第226話 詞幸の誕生日会――のあと 前編
『みんなに内緒で部室に来てくれますか? すぐ済みますから』
スマホに御言からのそんなメッセージが届いたのは、誕生日会もお開きとなって愛音たちと下駄箱へと向かっているときのことだった。
「ああー、俺ちょっと部室に忘れ物しちゃったみたい」
「はー……おっちょこちょいなヤツだなー。待っててやるから早くしろよ?」
「ありがとう! すぐ戻るから!」
と言い残し、彼は特別教室棟の階段を駆け上った。
息を切らしてスライドドアを開けると、照明は点いておらず、ただ西日だけが彼女のシルエットを浮かび上がらせていた。
「御言さん、どうかしたの?」
窓際に立つ御言は逆光のためその表情が見えず、詞幸は声をかけながら近寄る。すると、
「詞幸くん、こちらを……」
彼女は両手で抱えていたそれを、ぽすっ、と彼の胸に押し当てた。
「こちらが、本当のプレゼントです」
それは、愛らしくデフォルメされたイルカのぬいぐるみだった。
「ちょっと女の子っぽい趣味でしたでしょうか……」
「そんなことないよっ、ありがとう! 俺イルカ好きだから嬉しいよ!」」
戸惑いを感じつつも受け取る。黒くクリクリとした瞳で見つめ返すイルカからは御言の体温が感じられた。
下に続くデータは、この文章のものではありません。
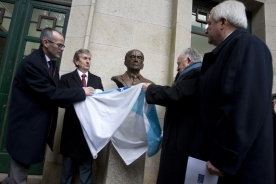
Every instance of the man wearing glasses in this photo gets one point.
(34, 106)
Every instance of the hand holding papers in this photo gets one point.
(197, 173)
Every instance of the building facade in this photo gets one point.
(161, 29)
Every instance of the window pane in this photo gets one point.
(32, 31)
(8, 8)
(2, 47)
(37, 12)
(59, 29)
(60, 18)
(30, 46)
(46, 23)
(194, 22)
(5, 25)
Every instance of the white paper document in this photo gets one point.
(197, 173)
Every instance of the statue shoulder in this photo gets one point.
(144, 80)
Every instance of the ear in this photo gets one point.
(189, 60)
(224, 22)
(76, 63)
(45, 43)
(142, 66)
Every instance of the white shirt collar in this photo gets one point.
(80, 73)
(227, 35)
(47, 58)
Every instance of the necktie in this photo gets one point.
(83, 80)
(50, 67)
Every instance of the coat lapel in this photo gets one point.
(76, 78)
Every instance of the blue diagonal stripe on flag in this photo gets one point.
(122, 116)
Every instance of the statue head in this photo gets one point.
(134, 60)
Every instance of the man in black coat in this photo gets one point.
(73, 144)
(235, 133)
(182, 102)
(34, 105)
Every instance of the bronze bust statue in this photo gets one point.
(134, 61)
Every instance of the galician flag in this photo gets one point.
(123, 116)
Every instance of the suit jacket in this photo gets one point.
(73, 143)
(126, 80)
(34, 105)
(236, 131)
(182, 102)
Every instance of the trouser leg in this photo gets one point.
(67, 171)
(18, 173)
(85, 170)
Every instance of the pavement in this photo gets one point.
(32, 179)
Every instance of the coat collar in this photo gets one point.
(230, 37)
(76, 77)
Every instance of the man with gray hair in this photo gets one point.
(182, 103)
(235, 132)
(33, 111)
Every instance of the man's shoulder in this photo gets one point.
(68, 75)
(93, 75)
(34, 56)
(118, 77)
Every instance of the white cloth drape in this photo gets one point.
(122, 116)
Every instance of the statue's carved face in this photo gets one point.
(135, 60)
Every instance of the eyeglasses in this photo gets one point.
(60, 46)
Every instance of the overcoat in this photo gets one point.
(34, 106)
(73, 143)
(182, 109)
(235, 131)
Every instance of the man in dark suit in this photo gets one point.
(235, 133)
(182, 102)
(73, 144)
(34, 105)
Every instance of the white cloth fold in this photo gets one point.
(122, 116)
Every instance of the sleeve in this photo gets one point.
(38, 81)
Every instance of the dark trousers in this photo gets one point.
(85, 170)
(18, 173)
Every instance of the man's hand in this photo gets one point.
(213, 170)
(145, 86)
(88, 91)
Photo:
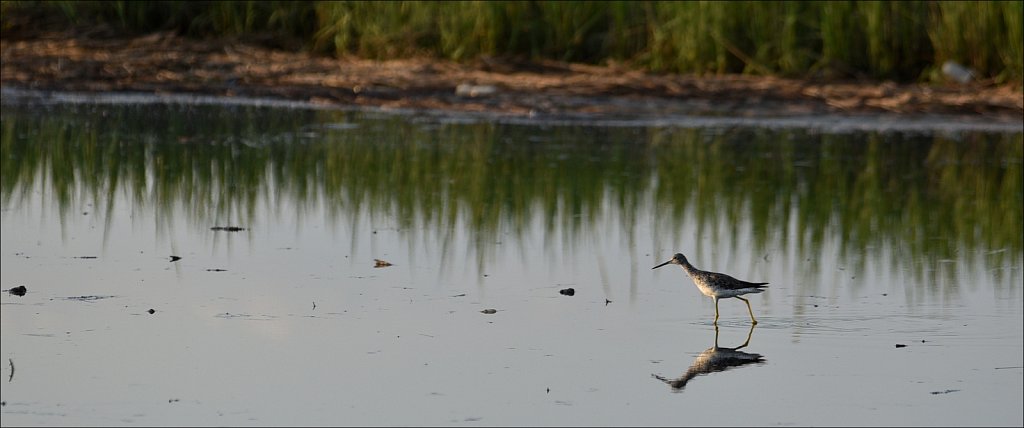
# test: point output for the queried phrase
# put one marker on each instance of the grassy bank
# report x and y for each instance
(902, 40)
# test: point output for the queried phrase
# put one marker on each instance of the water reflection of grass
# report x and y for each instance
(927, 199)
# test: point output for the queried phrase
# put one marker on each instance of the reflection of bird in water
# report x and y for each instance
(715, 359)
(717, 286)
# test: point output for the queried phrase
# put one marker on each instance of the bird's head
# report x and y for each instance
(679, 258)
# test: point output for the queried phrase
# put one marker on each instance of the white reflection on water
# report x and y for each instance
(299, 327)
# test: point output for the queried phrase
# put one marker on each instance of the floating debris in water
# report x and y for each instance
(227, 228)
(88, 298)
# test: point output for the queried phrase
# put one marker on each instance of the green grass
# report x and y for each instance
(901, 40)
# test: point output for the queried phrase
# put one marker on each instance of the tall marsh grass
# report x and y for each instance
(902, 40)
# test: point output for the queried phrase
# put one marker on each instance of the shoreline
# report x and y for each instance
(165, 63)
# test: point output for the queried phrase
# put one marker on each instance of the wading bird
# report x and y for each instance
(717, 286)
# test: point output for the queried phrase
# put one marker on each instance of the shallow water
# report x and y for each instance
(869, 240)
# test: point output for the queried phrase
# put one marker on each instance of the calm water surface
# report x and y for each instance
(895, 262)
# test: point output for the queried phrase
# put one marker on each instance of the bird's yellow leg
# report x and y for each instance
(749, 309)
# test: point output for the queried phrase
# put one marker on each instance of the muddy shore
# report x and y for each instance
(165, 62)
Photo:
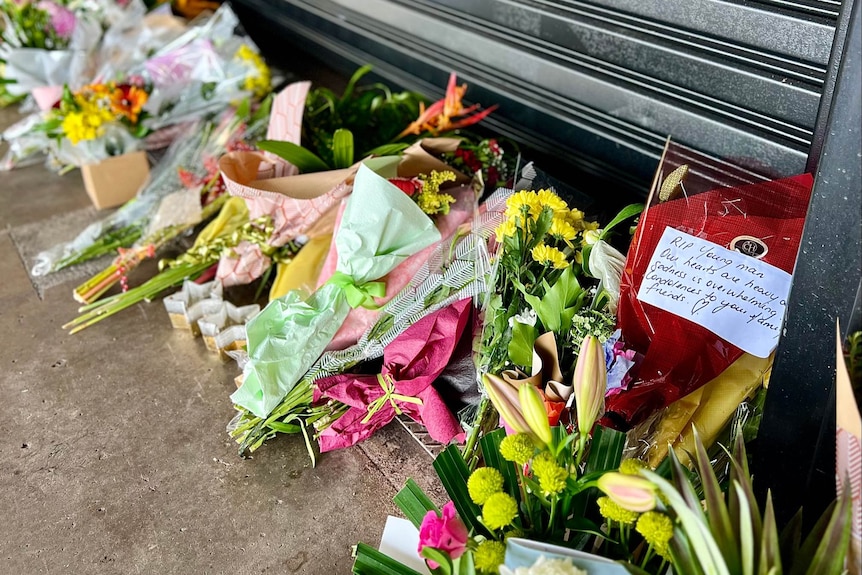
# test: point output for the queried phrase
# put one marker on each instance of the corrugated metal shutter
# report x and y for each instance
(601, 84)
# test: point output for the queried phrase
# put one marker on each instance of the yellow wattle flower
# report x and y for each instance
(549, 255)
(523, 201)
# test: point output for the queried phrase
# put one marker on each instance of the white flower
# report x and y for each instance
(544, 566)
(527, 317)
(607, 264)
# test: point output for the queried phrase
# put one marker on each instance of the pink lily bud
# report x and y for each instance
(628, 491)
(590, 382)
(505, 399)
(534, 412)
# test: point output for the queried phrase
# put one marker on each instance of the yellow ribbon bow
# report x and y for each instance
(359, 294)
(390, 396)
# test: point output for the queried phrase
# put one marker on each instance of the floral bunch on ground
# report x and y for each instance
(95, 110)
(46, 24)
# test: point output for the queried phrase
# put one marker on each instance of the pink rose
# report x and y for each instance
(447, 533)
(62, 19)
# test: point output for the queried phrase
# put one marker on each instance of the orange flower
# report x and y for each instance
(128, 101)
(446, 114)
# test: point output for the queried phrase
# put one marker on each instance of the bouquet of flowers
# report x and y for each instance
(49, 43)
(200, 73)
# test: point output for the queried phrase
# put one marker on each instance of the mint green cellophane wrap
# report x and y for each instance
(380, 228)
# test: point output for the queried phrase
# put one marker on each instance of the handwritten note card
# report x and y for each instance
(737, 297)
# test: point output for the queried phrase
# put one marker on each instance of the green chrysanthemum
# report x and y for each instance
(553, 480)
(517, 448)
(483, 483)
(613, 512)
(499, 510)
(489, 556)
(632, 466)
(657, 529)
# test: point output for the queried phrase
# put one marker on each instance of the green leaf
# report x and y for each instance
(606, 450)
(283, 427)
(370, 561)
(453, 473)
(490, 445)
(414, 503)
(703, 546)
(719, 518)
(464, 565)
(342, 148)
(746, 532)
(627, 212)
(305, 160)
(521, 345)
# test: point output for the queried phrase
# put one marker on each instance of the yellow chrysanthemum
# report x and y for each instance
(552, 200)
(523, 202)
(611, 511)
(489, 555)
(499, 511)
(483, 483)
(562, 229)
(517, 448)
(506, 229)
(632, 467)
(657, 530)
(549, 256)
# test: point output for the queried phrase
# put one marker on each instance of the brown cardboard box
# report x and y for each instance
(115, 181)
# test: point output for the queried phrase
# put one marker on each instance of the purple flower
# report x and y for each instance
(62, 19)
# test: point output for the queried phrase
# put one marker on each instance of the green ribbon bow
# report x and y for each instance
(389, 396)
(358, 294)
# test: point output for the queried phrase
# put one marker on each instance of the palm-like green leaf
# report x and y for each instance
(305, 160)
(342, 148)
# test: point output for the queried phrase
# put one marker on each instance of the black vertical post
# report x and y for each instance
(795, 451)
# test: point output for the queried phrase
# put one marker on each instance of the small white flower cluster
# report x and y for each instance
(545, 566)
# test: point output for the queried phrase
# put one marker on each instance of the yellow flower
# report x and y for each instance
(517, 448)
(613, 512)
(632, 467)
(552, 200)
(657, 529)
(489, 555)
(430, 200)
(506, 229)
(562, 229)
(521, 202)
(499, 511)
(483, 483)
(547, 255)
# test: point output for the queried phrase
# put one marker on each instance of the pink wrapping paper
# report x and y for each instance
(255, 176)
(360, 319)
(411, 363)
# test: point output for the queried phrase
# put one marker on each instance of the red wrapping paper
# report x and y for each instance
(679, 355)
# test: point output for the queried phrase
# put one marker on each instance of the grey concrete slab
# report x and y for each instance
(114, 456)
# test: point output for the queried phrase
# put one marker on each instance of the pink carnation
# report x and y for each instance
(447, 533)
(62, 19)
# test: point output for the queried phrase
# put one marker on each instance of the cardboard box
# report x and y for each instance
(115, 181)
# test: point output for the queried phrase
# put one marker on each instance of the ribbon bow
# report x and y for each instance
(389, 395)
(411, 364)
(358, 294)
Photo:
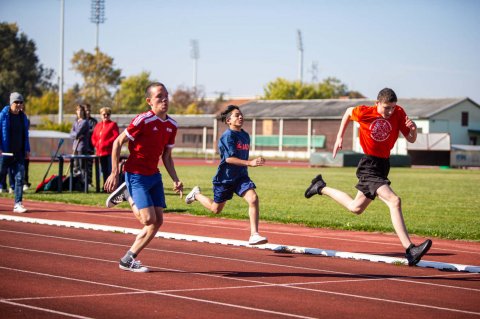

御言は終始俯いており、やはりその表情はわからなかったが、ほっとしたような息づかいから安堵しているのだということはわかる。
「でも……どうして?」
「カラオケのときに言っていたではないですか、好きな動物はイルカだって。勉強会のときにお母さまに見せてもらった写真でもイルカのぬいぐるみを抱いていましたし。――デートで水族館に行ったとき、その……わたくしたちがイルカショーでずぶ濡れになってしまったから、そのあとのゴタゴタのせいでお土産を買う時間がなくなってしまったでしょう? もしかしてあのとき、本当は欲しいものがあったのではないかと遅ればせながら気になってしまいまして、再度あの水族館に行ってきたのです。……………………お気に召していただけましたか?」
「も、もちろんだよ! 俺のためにわざわざ用意してくれるなんて! ……でも……なんでいまなの? さっき渡してくれればよかったのに」
御言は下校を促すチャイムが鳴ったあと、用事があるからと言って一人部室に残ったのだ。それがこの状況を作り出すための言葉だったことは彼にでもわかった。
けれど、そんなことをせずとも、初めから同人誌の代わりにこちらをプレゼントするのでもよかったのではないか。
そう考えて口にした疑問だったが、
「あ、貴方は本当にデリカシーがありませんね! ラブコメ主人公並みの鈍感さです! マイナス30ポイントです!」
頬を膨らませて睨み上げる彼女に一蹴されてしまった。
「……………………恥ずかしいからに、決まっているではないですか」
付け加えられた言葉は、再び俯いて、消え入りそうなほど小さく。
それは脳を侵す甘い毒だ。
顔を下に向けたものだから、彼女の赤くなった耳がハッキリと見えてしまい、それがまた彼の心を揺さぶる。
「ほかの方には平気なことでも、わたくしにとっては恥ずかしいのですっ。男の子に対して真剣に選んだプレゼントを贈るなんて、まるで――」
と、そこで言葉を切って彼女は首を横に振った。
そして顔を上げると、そこにあったのはいつものにこやかな笑顔だった。少しぎこちないが。
「そんなことより、ついにマイナス100ポイントを下回ったので罰ゲームですね! 早速執行しましょう!」
「えええ!? この流れで!?」
恥ずかしさを誤魔化すにしてもとんでもない力業だ。
「はいっ。ポイントの加算――もとい、減算開始から約3か月。誕生日という特別な日にマイナス100ポイントを達成したのもきっと運命です。キャラリーはいませんが、『疾く執行し、かの者を苛むべし』との神の思し召しでしょう」
甘い雰囲気からの恐ろしいまでの落差に、彼はツッコまざるを得なかった。